Ryan Sharry, Boston College High School, Unranked – Sharry wasn’t even a high school starter until his senior year, when he averaged 14 points per game. It was strictly division III level recruitment at that point, but since then he’s developed into the best player on one of the best teams in division III college basketball. Fresh off back to back all-conference honors, Sharry is currently averaging 20 points and 9 rebounds a game while leading Middlebury to a 9-0 ranking and the top spot in the D3hoops.com national poll.
What we missed – By his own admission, he’s another late bloomer, and so his body looks a lot different now than it did when he was back at B.C. High School. His skill set was also underestimated back then as he wasn’t given nearly enough credit for his ability to step out and shoot or his overall versatility.
Greg Mangano, Notre Dame West Haven, 28th in New England – Mangano had Atlantic 10 level recruitment coming out of high school and he was ranked accordingly, but few people could have predicted he would develop into the type of player who would be earning spots on Team USA and considered a possible NBA prospect.

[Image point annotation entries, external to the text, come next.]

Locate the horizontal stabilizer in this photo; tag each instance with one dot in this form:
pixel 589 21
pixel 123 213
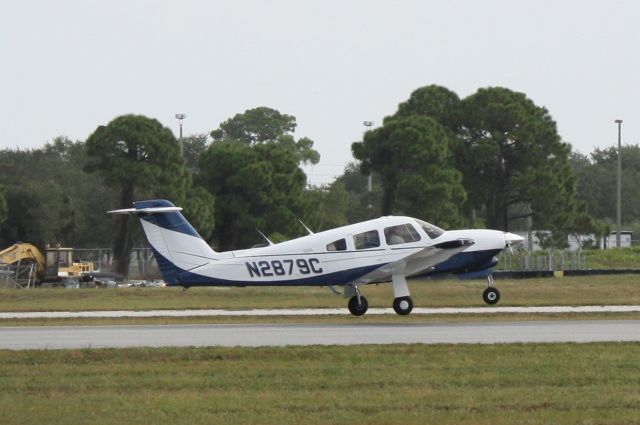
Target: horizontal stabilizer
pixel 152 210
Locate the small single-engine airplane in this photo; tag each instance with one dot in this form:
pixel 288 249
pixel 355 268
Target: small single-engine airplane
pixel 380 250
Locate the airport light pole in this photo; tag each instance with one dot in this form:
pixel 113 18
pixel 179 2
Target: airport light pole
pixel 619 187
pixel 369 124
pixel 180 117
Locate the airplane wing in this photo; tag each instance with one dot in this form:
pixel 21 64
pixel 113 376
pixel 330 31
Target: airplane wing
pixel 417 263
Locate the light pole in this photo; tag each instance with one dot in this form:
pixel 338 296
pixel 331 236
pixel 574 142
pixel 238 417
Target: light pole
pixel 368 124
pixel 619 197
pixel 180 117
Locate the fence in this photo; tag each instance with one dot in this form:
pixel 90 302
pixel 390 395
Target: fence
pixel 550 260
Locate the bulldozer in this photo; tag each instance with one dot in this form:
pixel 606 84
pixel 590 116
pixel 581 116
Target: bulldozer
pixel 30 267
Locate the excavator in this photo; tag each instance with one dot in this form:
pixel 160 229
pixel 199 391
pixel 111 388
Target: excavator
pixel 31 267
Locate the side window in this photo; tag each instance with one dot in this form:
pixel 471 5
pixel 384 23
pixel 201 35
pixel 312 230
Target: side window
pixel 339 245
pixel 402 233
pixel 431 230
pixel 365 240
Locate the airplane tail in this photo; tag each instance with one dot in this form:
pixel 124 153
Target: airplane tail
pixel 176 245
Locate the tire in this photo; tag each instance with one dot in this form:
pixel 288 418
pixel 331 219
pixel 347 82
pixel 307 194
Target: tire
pixel 491 296
pixel 358 309
pixel 403 305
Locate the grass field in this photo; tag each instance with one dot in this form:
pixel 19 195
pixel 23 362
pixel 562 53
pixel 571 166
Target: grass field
pixel 588 290
pixel 409 384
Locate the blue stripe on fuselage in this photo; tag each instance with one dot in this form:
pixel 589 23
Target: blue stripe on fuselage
pixel 465 262
pixel 175 276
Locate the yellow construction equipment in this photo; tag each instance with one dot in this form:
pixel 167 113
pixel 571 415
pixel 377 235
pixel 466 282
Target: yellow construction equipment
pixel 57 264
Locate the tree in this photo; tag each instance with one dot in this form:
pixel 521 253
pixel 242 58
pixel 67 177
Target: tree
pixel 253 170
pixel 50 199
pixel 140 157
pixel 597 182
pixel 436 102
pixel 411 155
pixel 256 188
pixel 192 147
pixel 265 125
pixel 513 156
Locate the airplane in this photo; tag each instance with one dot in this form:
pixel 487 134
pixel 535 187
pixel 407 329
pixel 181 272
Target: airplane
pixel 390 248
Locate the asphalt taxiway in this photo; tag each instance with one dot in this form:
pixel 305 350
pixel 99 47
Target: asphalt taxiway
pixel 317 312
pixel 251 335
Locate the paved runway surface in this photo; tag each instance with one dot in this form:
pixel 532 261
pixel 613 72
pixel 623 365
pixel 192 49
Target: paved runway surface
pixel 318 312
pixel 59 337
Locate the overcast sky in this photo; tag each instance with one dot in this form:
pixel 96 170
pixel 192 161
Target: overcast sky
pixel 68 66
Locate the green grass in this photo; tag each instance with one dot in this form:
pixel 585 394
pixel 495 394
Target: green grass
pixel 615 290
pixel 409 384
pixel 614 258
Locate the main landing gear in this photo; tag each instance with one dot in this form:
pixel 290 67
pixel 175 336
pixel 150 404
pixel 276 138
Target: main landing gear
pixel 402 303
pixel 491 295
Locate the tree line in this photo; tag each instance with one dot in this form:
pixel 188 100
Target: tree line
pixel 491 159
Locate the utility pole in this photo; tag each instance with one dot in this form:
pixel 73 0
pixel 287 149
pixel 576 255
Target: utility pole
pixel 180 117
pixel 619 197
pixel 368 124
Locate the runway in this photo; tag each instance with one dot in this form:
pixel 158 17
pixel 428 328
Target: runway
pixel 316 312
pixel 79 337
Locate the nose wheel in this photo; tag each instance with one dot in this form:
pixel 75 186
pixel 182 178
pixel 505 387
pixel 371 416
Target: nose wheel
pixel 403 305
pixel 358 305
pixel 491 295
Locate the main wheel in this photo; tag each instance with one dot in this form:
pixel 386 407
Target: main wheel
pixel 358 309
pixel 491 295
pixel 403 305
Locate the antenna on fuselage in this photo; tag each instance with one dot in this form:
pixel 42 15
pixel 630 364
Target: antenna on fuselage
pixel 305 226
pixel 266 238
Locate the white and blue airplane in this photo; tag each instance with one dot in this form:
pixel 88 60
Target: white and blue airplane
pixel 381 250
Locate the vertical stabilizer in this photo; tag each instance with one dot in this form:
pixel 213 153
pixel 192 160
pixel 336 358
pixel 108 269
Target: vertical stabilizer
pixel 176 245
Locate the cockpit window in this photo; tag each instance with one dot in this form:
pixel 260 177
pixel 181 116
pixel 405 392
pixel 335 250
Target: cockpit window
pixel 365 240
pixel 431 230
pixel 339 245
pixel 402 233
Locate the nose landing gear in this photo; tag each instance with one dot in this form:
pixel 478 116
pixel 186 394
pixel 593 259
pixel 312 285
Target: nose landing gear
pixel 491 295
pixel 358 304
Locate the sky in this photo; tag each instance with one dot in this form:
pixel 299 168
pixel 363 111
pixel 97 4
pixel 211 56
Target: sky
pixel 68 66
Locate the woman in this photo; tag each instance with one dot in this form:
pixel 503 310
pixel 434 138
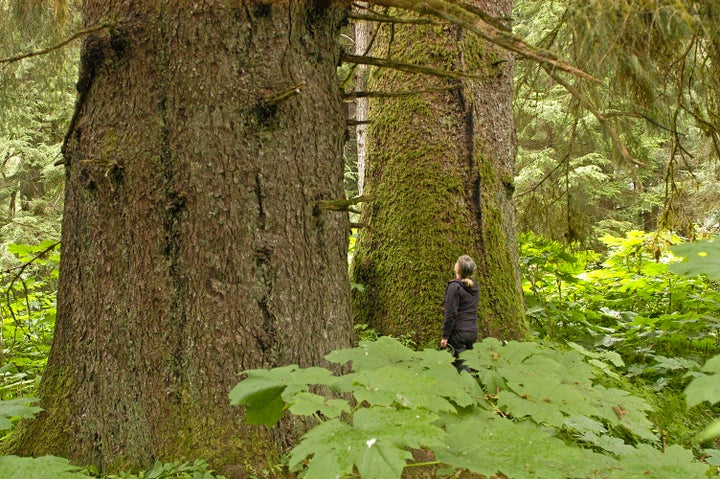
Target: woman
pixel 460 305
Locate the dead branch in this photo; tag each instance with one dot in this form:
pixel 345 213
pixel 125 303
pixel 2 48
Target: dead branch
pixel 57 46
pixel 395 94
pixel 466 18
pixel 407 67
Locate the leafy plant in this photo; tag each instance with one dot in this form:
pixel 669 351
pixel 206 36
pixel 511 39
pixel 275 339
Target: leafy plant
pixel 46 467
pixel 531 412
pixel 198 469
pixel 27 308
pixel 16 408
pixel 627 302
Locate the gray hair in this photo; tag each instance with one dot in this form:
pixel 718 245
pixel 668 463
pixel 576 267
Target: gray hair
pixel 466 268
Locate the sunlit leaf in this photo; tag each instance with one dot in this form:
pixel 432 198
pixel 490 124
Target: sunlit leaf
pixel 489 446
pixel 701 257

He was the pre-season Ivy League Player of the Year this year after a huge junior season for the Bulldogs.
What we missed – Not much. In fact, we had a very good idea of who Mangano was as a player, we just didn’t value his strengths quite enough. His combination of size and skill makes him the consummate match-up problem and his super high release point makes his shot almost impossible to block. Bottom line – the way the game is being played right now, more high-majors than not would be happy to have him on their team this year.
Shane Gibson, Killingly High School, 42nd in New England – Gibson was considered to be primarily a catch and shoot player throughout most of his career, but he showed different dimensions in the summer before his senior year and rose up the rankings as a result. Now he’s one of the NEC’s most potent scorers, finishing second in the league last year while earning third-team all conference nods. This year he’s upped the ante to over 18 points and 4 rebounds per game.
What we missed – We knew he was a shot-maker and we saw the evolvement of his total offensive repertoire late in his career, but that’s a process that has continued in college. Most importantly, Gibson is a guy who can make tough shots, with a hand in his face or off his back foot, and because he’s now a versatile offensive threat who can play off screens, his game transcends well to the college level.